When applying their principal coordinates of neighbor matrices (PCNM; Borcard et al. 2002, Ecological Modelling) method to real ecological data, Borcard et al. (2004, Ecology) recommended to check for linear spatial trends in the response data (linear gradients), prior to the analysis. They advocated that linear trends in the response data could obscure other recoverable structures in the data at finer scales.
When Dray et al. (2006, Ecological Modelling) introduced their Moran's Eigenvector Maps (MEMs), they showed that PCNMs are a particular case of MEMs. When they analysed one of the datasets of Borcard et al. (2004; the "famous" oribatid mites dataset), they also detrended the response variables (species abundances) by multiple linear regression on geographic coordinates. Using this same dataset, Jombart et al. (2009, Ecography) also detrended the environmental variables.

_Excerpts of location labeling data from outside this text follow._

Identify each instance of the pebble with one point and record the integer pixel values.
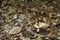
(15, 30)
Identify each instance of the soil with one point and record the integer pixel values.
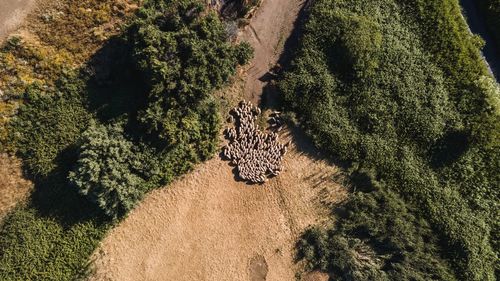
(12, 14)
(13, 188)
(210, 226)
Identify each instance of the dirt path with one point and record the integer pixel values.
(12, 14)
(207, 225)
(267, 33)
(13, 187)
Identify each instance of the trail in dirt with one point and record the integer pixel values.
(267, 32)
(209, 226)
(12, 14)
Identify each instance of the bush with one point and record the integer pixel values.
(399, 90)
(491, 11)
(48, 124)
(184, 56)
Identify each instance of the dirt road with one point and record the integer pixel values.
(207, 225)
(267, 32)
(12, 14)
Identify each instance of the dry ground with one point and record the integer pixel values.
(209, 226)
(12, 14)
(13, 187)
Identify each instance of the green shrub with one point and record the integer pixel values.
(117, 143)
(491, 11)
(48, 124)
(108, 170)
(37, 247)
(398, 89)
(184, 56)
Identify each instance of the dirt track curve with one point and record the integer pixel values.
(207, 225)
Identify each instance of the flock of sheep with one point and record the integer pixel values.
(256, 154)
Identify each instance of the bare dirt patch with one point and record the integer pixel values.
(267, 32)
(12, 14)
(210, 226)
(13, 187)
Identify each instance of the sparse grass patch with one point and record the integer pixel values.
(399, 89)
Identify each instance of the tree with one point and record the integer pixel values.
(108, 171)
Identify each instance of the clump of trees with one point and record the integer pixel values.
(398, 89)
(139, 114)
(108, 169)
(182, 54)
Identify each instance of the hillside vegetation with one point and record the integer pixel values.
(138, 114)
(399, 91)
(491, 11)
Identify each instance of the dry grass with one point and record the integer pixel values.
(13, 187)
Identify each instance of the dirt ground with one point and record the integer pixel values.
(209, 226)
(12, 14)
(13, 187)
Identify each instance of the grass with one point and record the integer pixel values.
(52, 236)
(399, 90)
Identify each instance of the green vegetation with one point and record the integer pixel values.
(137, 115)
(398, 90)
(491, 10)
(107, 170)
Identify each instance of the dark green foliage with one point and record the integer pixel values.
(378, 239)
(49, 123)
(399, 89)
(184, 57)
(98, 140)
(34, 247)
(108, 170)
(491, 10)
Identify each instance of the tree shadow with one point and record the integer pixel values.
(113, 89)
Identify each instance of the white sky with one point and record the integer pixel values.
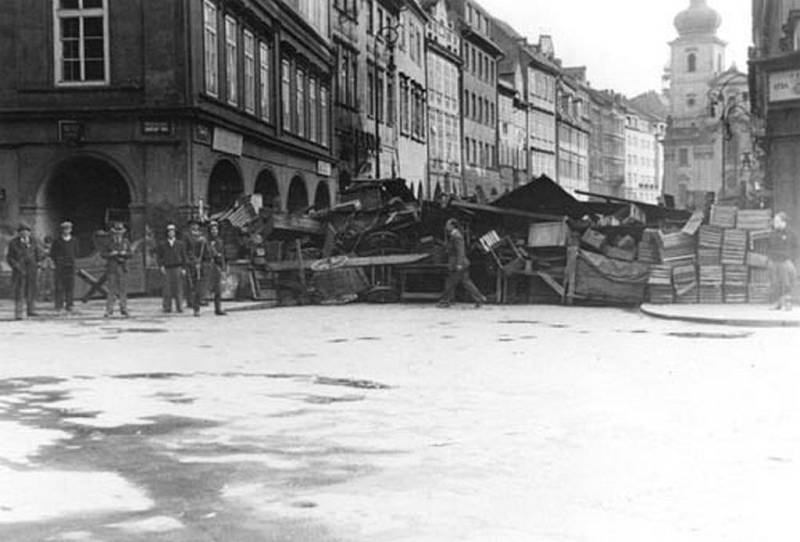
(623, 43)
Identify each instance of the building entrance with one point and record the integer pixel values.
(89, 192)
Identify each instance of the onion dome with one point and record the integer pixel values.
(698, 18)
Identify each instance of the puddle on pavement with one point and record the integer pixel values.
(709, 335)
(350, 383)
(531, 322)
(327, 399)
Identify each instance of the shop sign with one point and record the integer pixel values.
(784, 86)
(227, 141)
(323, 168)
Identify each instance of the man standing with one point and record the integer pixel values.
(216, 267)
(64, 253)
(171, 256)
(782, 254)
(117, 253)
(23, 257)
(197, 253)
(458, 265)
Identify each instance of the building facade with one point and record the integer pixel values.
(479, 55)
(572, 135)
(775, 98)
(443, 55)
(693, 141)
(147, 111)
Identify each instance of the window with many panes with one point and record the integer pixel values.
(231, 60)
(249, 72)
(324, 116)
(210, 45)
(286, 95)
(264, 74)
(313, 113)
(81, 44)
(300, 103)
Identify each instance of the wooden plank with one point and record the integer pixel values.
(551, 282)
(360, 261)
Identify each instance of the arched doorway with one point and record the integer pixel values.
(89, 192)
(224, 186)
(267, 186)
(322, 197)
(298, 195)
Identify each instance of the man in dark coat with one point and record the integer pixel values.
(458, 265)
(197, 253)
(24, 256)
(171, 256)
(117, 252)
(64, 252)
(782, 255)
(216, 266)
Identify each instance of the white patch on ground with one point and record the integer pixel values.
(76, 536)
(41, 495)
(155, 524)
(18, 442)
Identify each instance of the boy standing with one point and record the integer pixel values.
(782, 254)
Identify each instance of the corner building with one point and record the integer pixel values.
(144, 111)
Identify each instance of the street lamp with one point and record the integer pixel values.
(390, 35)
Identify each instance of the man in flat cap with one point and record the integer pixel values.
(117, 252)
(64, 252)
(24, 256)
(171, 255)
(197, 254)
(216, 266)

However, in my dataset (irregular 2D sampling grid), regression on geographic coordinates both: 1) prevents from selecting the best method for constructing the spatial weighting matrix, and 2) when the regression line (e.g. abundance vs. coordinate x) has a negative intercept, the regression can have positive residuals at abundance values = 0, for small-enough values of the geographic coordinates. This hampers the interpretation of the analysis.
Is it mandatory to detrend both the response variables and the environmental variables, if a linear gradient is found? In this case, how to solve the mentioned issues?